Week 1: Principles and Practices

New heading

text

Why I decided not to use ChatGPT

I regularly use ChatGPT and think it’s great—however, per the TAs’ recommendation I completed this week’s thinking without it to practice independent reasoning about safety and governance. I spent significant time on this reflection and write-up.

Class Assignment

Describe a biological engineering application or tool you want to develop and why. It may relate to your HTGAA project, current research, or a curiosity.

Status: Done ✅

Idea

Use multi-omics approaches + a Large Language Model (LLM) to identify and explain key drivers of a biological phenomenon (e.g., mechanisms in health/disease) and assist design decisions.

Description

An open-source software tool that integrates data from multiple omics layers—genomics, transcriptomics, proteomics, metabolomics—then lets an LLM reason over that context to answer questions, surface hypotheses, and suggest next steps.

Pull structured knowledge from established databases:
- NCBI GenBank, UniProt, KEGG, Reactome
Provide the LLM with on-demand context (retrieval over curated data) to explain, compare, and discuss pathways, variants, proteins, and metabolites.
Start with indirect querying (retrieval and cached snapshots); aim later for direct, auditable database interactions for higher autonomy.

Why it matters

Accelerates discovery & engineering by unifying multi-omics context for rapid Q&A and exploration.
Lower barrier for non-experts to use complex bioinformatics tools and data.
Toward autonomous analysis: can run tasks, try alternatives, and report results under evaluation criteria.
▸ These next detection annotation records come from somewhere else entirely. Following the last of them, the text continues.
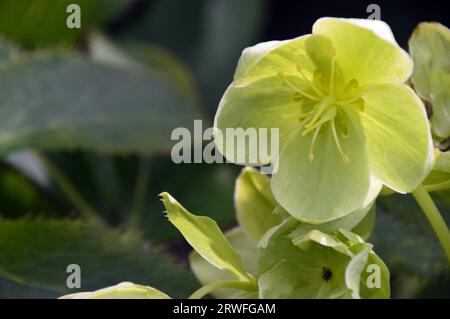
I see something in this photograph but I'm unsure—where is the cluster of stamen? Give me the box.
[278,54,369,163]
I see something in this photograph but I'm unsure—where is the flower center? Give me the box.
[278,54,369,163]
[320,267,333,282]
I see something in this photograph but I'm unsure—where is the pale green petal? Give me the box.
[345,249,370,299]
[289,202,375,239]
[234,35,313,84]
[360,83,434,193]
[433,150,450,173]
[313,18,413,84]
[258,260,322,299]
[409,22,450,138]
[189,227,258,299]
[214,75,301,165]
[160,193,249,280]
[60,282,170,299]
[258,231,352,298]
[234,167,281,241]
[422,149,450,191]
[272,114,381,223]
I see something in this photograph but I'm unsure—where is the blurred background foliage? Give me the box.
[0,0,450,298]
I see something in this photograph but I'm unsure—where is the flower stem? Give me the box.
[129,158,150,230]
[412,185,450,263]
[189,280,258,299]
[35,151,99,221]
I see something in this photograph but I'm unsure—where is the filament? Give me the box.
[331,120,350,163]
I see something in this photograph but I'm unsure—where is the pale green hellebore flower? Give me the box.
[215,18,433,223]
[258,220,390,299]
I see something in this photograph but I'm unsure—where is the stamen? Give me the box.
[336,108,349,138]
[342,79,359,94]
[329,48,336,95]
[296,64,325,98]
[303,107,337,136]
[355,98,366,112]
[331,120,350,164]
[278,72,320,102]
[306,97,333,127]
[308,125,321,162]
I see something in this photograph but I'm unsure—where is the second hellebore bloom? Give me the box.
[215,18,433,223]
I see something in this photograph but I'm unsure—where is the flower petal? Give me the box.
[234,167,281,241]
[234,35,313,84]
[360,83,434,193]
[313,18,413,84]
[272,111,381,223]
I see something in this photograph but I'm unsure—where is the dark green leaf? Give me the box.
[0,0,133,48]
[0,221,197,297]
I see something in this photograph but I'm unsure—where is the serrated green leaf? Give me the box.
[60,282,170,299]
[119,0,268,112]
[189,227,258,299]
[0,54,202,158]
[160,193,250,280]
[0,220,197,298]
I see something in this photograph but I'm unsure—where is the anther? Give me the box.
[331,120,350,164]
[308,125,321,162]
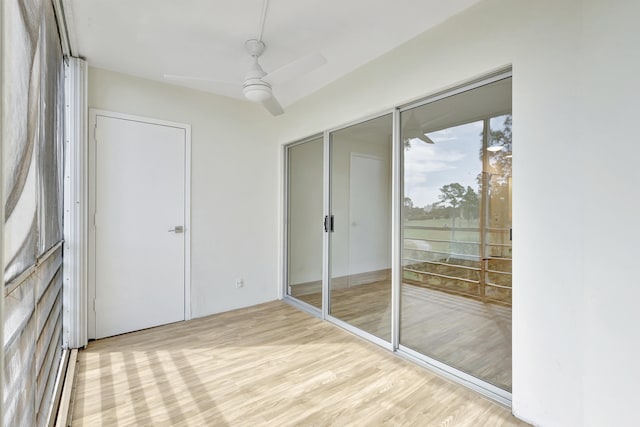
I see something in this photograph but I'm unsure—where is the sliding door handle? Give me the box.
[324,215,333,233]
[169,225,184,234]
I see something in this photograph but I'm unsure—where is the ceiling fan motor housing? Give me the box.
[242,50,273,102]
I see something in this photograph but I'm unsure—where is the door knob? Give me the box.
[169,225,184,234]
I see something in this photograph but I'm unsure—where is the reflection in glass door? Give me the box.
[286,137,323,309]
[328,114,392,342]
[400,79,512,391]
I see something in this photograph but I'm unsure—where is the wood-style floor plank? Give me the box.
[72,301,526,426]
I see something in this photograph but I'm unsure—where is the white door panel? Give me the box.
[95,115,186,338]
[349,153,391,275]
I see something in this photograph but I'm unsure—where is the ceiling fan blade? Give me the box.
[262,96,284,116]
[262,53,327,85]
[162,74,242,87]
[416,134,435,144]
[162,74,244,99]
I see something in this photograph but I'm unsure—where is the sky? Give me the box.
[404,121,482,207]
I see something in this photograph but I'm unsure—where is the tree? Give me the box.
[404,197,413,208]
[438,182,465,227]
[461,186,480,220]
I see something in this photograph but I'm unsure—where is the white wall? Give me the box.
[278,0,640,426]
[89,68,280,317]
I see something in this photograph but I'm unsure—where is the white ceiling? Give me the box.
[63,0,479,107]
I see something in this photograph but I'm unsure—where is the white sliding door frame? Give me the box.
[87,109,191,338]
[62,57,88,348]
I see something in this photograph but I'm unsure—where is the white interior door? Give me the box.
[94,114,188,338]
[349,153,391,275]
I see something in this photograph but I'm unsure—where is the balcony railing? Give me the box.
[403,226,512,305]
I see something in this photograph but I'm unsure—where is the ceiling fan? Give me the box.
[163,0,327,116]
[402,112,434,144]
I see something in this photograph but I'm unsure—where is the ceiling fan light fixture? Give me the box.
[242,83,273,102]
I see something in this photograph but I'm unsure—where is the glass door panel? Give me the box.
[286,137,324,309]
[328,114,392,341]
[400,79,511,390]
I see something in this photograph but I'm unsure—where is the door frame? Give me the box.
[87,108,191,339]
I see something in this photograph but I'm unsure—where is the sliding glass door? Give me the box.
[285,73,513,403]
[328,114,392,342]
[400,79,512,390]
[285,137,324,309]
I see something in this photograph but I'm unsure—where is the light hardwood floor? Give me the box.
[72,301,526,427]
[298,281,512,390]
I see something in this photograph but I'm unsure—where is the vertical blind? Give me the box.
[2,0,64,426]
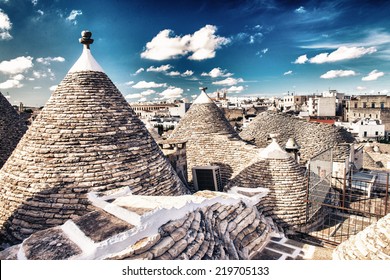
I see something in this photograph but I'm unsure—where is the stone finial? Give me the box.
[79,30,93,49]
[269,133,280,142]
[285,137,301,151]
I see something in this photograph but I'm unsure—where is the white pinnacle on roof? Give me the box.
[68,31,104,73]
[192,88,213,104]
[259,134,290,159]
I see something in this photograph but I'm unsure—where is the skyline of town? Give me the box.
[0,0,390,106]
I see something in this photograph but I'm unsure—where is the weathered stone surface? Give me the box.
[0,192,275,260]
[22,228,81,260]
[0,64,188,243]
[0,92,27,168]
[169,90,256,185]
[226,154,307,229]
[333,214,390,260]
[74,210,134,242]
[240,111,355,163]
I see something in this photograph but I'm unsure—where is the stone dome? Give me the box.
[170,88,239,140]
[240,111,355,163]
[0,31,188,243]
[226,139,307,229]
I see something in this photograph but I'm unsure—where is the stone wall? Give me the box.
[0,92,27,168]
[187,135,258,186]
[226,155,307,229]
[0,192,276,260]
[333,214,390,260]
[158,140,188,185]
[240,111,354,164]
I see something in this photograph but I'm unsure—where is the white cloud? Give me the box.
[131,67,145,76]
[11,74,24,81]
[320,70,356,79]
[141,25,230,60]
[181,70,194,77]
[125,93,142,99]
[0,56,34,75]
[295,6,306,14]
[201,67,233,78]
[159,87,184,99]
[0,79,23,89]
[0,9,12,40]
[362,69,385,81]
[227,86,244,93]
[146,64,172,72]
[36,56,65,65]
[294,54,309,64]
[356,86,367,91]
[167,71,180,76]
[213,77,244,86]
[140,89,156,96]
[66,10,83,25]
[188,25,230,60]
[33,71,47,79]
[133,81,167,88]
[295,46,377,64]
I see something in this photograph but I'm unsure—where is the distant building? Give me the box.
[335,118,385,141]
[307,96,336,117]
[130,102,191,120]
[168,102,191,118]
[283,95,308,111]
[346,95,390,135]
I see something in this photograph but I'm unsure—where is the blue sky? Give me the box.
[0,0,390,106]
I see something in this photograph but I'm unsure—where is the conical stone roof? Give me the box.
[170,88,239,140]
[0,92,27,168]
[0,32,187,242]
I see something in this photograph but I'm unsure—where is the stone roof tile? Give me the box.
[0,31,188,245]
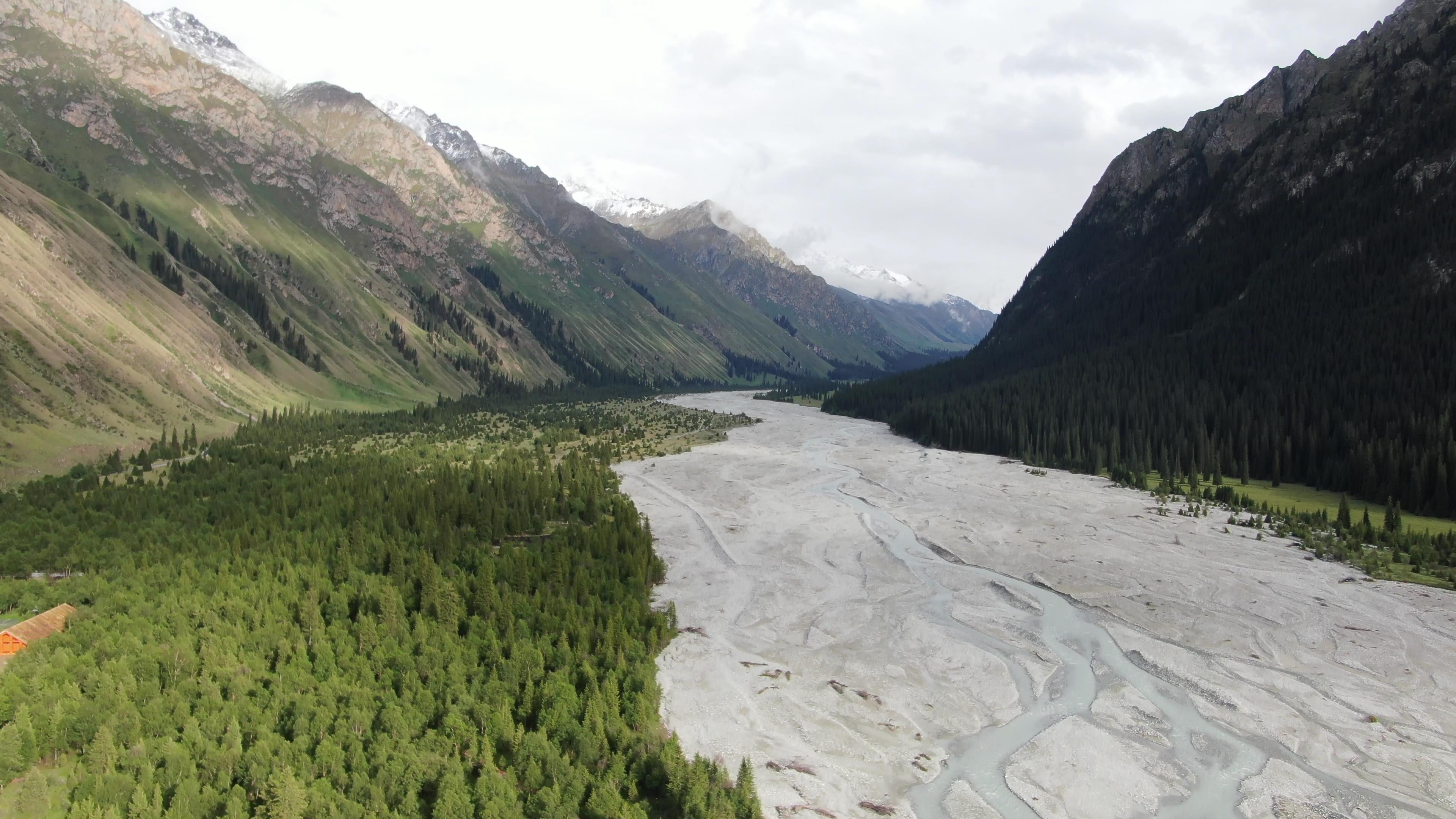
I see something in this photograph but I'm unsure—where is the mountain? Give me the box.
[798,249,996,344]
[0,0,996,481]
[147,7,288,96]
[795,248,942,304]
[0,0,763,479]
[827,0,1456,515]
[562,178,671,228]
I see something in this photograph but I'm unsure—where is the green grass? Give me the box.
[1147,472,1456,535]
[0,756,76,819]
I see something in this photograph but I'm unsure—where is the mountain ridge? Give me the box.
[825,0,1456,516]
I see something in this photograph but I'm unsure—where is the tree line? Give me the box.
[825,13,1456,516]
[0,399,759,819]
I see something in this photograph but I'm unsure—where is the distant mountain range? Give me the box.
[0,0,980,479]
[827,0,1456,516]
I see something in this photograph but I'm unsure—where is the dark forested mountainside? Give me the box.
[0,402,760,819]
[825,0,1456,516]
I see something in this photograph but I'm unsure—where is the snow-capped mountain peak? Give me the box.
[562,176,671,228]
[147,7,288,96]
[795,248,946,304]
[369,96,520,166]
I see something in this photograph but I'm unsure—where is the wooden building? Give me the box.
[0,603,76,657]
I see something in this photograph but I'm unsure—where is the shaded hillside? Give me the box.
[827,0,1456,515]
[0,0,810,481]
[638,201,907,369]
[386,107,830,377]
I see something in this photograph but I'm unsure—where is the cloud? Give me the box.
[135,0,1398,309]
[773,224,830,256]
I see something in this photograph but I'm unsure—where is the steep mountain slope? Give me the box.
[0,0,565,478]
[828,0,1456,515]
[147,7,288,96]
[370,104,830,379]
[562,178,673,228]
[798,249,996,344]
[846,290,996,351]
[636,200,907,369]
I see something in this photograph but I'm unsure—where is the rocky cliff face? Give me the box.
[147,7,288,96]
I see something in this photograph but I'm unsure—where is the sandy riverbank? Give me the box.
[619,394,1456,819]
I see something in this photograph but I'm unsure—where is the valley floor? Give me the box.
[617,394,1456,819]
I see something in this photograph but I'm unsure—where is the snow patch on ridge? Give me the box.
[562,176,671,226]
[794,248,943,304]
[369,96,521,166]
[147,6,290,96]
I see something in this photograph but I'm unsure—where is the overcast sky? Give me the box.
[137,0,1396,309]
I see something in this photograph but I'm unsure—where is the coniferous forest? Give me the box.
[825,7,1456,536]
[0,398,759,819]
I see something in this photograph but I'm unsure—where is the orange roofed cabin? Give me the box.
[0,603,76,657]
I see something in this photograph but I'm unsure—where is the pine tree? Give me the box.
[733,756,763,819]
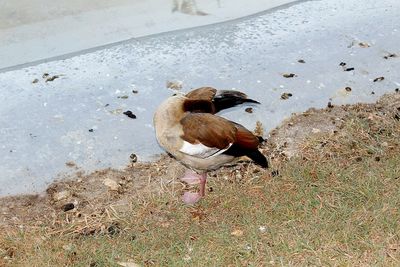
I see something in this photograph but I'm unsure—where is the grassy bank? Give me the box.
[0,95,400,266]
Implementation for Proof of Concept

Scope & dataset

Pick a focused biological question (e.g., a pathway or disease module).
Assemble a small, curated multi-omics dataset (public entries from the resources above).

Data prep

Normalize formats; map identifiers across databases (genes ↔ proteins ↔ pathways ↔ metabolites).
Build lightweight indices (e.g., TSV/Parquet + JSON metadata) for retrieval.

LLM reasoning loop

Retrieval-augmented prompts to cite source records when answering.
Structured outputs (tables, entity lists, pathway IDs) for reproducibility.

Evaluation

Define success checks: correctness vs. known references, coverage, and clarity.
Human-in-the-loop review; log errors/ambiguities.

Governance, safety, & security

Transparency: show data sources and versioning in every answer.
Risk awareness: caution for clinical claims; avoid unverified wet-lab recommendations.
Data handling: only public datasets for the prototype; document any API keys or rate limits.